The development and deployment of software applications are addressed with a focus on security and quality. From the design phase to implementation, applications must incorporate security measures and undergo rigorous testing, including functional, performance, and security evaluations. The guidelines recommend the use of ISO/IEC 25000 standards for assessing software quality, ensuring that applications meet user requirements and operate reliably.

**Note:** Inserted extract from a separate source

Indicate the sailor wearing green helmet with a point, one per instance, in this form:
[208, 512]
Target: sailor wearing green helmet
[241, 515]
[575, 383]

The guidelines also provide directives for maintaining ICT infrastructure. Institutions must follow standardised procedures for acquiring and upgrading hardware and software, ensuring compatibility with existing systems and alignment with their digital agendas. Maintenance practices are designed to maximise the lifespan and effectiveness of ICT investments while minimising risks associated with outdated technology.

To support the overarching objectives of digital transformation, each institution is required to establish a Digital Government Unit responsible for leading and coordinating ICT initiatives. This unit must develop an annual operational plan and a broader institutional digital agenda, outlining short-, medium-, and long-term goals for technological modernisation. These plans are submitted to the AIG for approval and form the basis for aligning institutional efforts with national digital strategies.

By setting these comprehensive standards, the guidelines ensure that public sector institutions in Panama can effectively integrate ICT into their operations, providing secure, accessible, and efficient services to citizens. These guidelines are not only a roadmap for technological advancement but also a commitment to fostering transparency, accountability, and innovation in public administration.